Consider an array A[] which can contain non distinct integers, how can I find the shortest range which covers all the elements present in the array?
考虑一个可以包含非不同整数的数组A [],如何找到覆盖数组中所有元素的最短范围?
A[] = 7 3 1 7 3 1 3 4 1
index= 0 1 2 3 4 5 6 7 8
Elements in the range [3,7] form the shortest range present in the array.

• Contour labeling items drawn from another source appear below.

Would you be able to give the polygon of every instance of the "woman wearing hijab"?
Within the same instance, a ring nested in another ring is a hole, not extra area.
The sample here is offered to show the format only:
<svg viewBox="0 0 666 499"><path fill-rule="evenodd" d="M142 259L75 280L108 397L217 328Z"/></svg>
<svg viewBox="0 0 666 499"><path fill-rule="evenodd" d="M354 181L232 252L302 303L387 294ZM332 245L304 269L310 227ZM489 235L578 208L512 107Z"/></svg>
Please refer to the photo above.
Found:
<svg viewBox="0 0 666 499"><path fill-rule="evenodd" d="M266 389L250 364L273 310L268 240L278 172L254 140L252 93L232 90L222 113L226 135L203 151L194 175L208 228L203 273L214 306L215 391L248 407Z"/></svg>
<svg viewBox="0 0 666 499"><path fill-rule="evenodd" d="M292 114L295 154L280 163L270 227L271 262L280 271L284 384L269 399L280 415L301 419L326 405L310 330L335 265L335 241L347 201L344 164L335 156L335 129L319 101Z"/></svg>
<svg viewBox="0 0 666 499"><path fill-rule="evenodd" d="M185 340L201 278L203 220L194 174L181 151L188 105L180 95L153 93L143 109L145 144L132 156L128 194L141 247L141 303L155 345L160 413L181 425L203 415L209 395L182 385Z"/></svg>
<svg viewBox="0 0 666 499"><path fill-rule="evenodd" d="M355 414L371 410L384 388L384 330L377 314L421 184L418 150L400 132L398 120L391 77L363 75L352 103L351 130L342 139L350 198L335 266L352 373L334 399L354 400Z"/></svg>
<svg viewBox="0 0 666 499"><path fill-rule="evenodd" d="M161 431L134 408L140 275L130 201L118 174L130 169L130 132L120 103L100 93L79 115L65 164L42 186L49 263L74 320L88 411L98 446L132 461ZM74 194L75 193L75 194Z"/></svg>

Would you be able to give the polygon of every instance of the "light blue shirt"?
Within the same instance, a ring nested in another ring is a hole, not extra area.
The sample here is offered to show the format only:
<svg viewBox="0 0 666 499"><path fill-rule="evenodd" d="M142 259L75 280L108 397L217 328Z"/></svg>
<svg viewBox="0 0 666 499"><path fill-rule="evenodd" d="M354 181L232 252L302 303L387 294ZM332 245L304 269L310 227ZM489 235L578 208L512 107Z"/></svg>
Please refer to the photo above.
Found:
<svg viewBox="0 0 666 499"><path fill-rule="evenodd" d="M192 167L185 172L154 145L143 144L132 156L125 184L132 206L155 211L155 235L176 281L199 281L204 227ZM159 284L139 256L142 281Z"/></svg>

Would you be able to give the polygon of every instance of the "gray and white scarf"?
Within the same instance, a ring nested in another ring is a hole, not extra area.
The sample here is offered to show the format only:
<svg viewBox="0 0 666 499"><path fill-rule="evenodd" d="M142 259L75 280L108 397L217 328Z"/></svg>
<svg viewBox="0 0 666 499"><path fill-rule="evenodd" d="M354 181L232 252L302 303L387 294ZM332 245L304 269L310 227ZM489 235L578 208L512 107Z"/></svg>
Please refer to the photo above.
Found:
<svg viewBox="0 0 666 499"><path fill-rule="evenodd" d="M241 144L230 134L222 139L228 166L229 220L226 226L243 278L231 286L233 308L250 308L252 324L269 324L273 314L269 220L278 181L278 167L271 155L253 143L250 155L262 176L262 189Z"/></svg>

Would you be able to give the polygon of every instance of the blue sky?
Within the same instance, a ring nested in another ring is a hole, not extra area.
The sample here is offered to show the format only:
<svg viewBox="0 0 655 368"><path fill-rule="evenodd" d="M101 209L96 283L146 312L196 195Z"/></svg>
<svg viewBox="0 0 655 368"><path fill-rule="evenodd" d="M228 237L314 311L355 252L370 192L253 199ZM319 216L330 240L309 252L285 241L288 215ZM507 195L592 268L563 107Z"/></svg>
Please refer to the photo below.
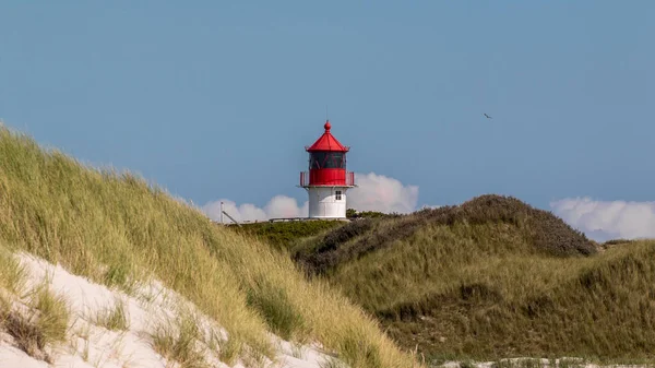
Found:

Hence the answer must be 5.
How can I solve this problem using double pointer?
P.S.:This question is not from any live contests.
My try: I had taken a variable len which i would vary from 1 to length of array and for each len check whether it covers all the elements or not.
范围[3,7]中的元素形成阵列中存在的最短范围。因此答案必须是5.如何使用双指针解决此问题? P.S .:这个问题不是来自任何现场比赛。我的尝试:我已经采用了一个变量len,我将从1到数组的长度变化,并且每个len检查它是否覆盖所有元素。
1 个解决方案
#1
2
Let's array length be N and the number of distinctive elements be K, K<=N. Let's assume the values are 0, 1, ..., K-1. (We can sort all elements, then replace elements with minimum value with 0, elements with second minimum value with 1, etc., then put them back to the original positions. It requires O(N*log(N) complexity.)
设数的长度为N,区别元素的数量为K,K <= N。假设值为0,1,...,K-1。 (我们可以对所有元素进行排序,然后用0表示最小值的元素,用1表示第二最小值的元素等,然后将它们放回原始位置。它需要O(N * log(N)复杂度。)
Make an array C[K], where C[i] should keep count of elements with value i in a segment [x, y]. Let D be a number of distinct elements in a segment.
创建一个数组C [K],其中C [i]应该在一个段[x,y]中保持值为i的元素的计数。设D是段中的多个不同元素。
If we extend such segment by increasing y, we increase C[A[y+1]] by one. If C[A[y+1]] becomes 1, we increase D by 1.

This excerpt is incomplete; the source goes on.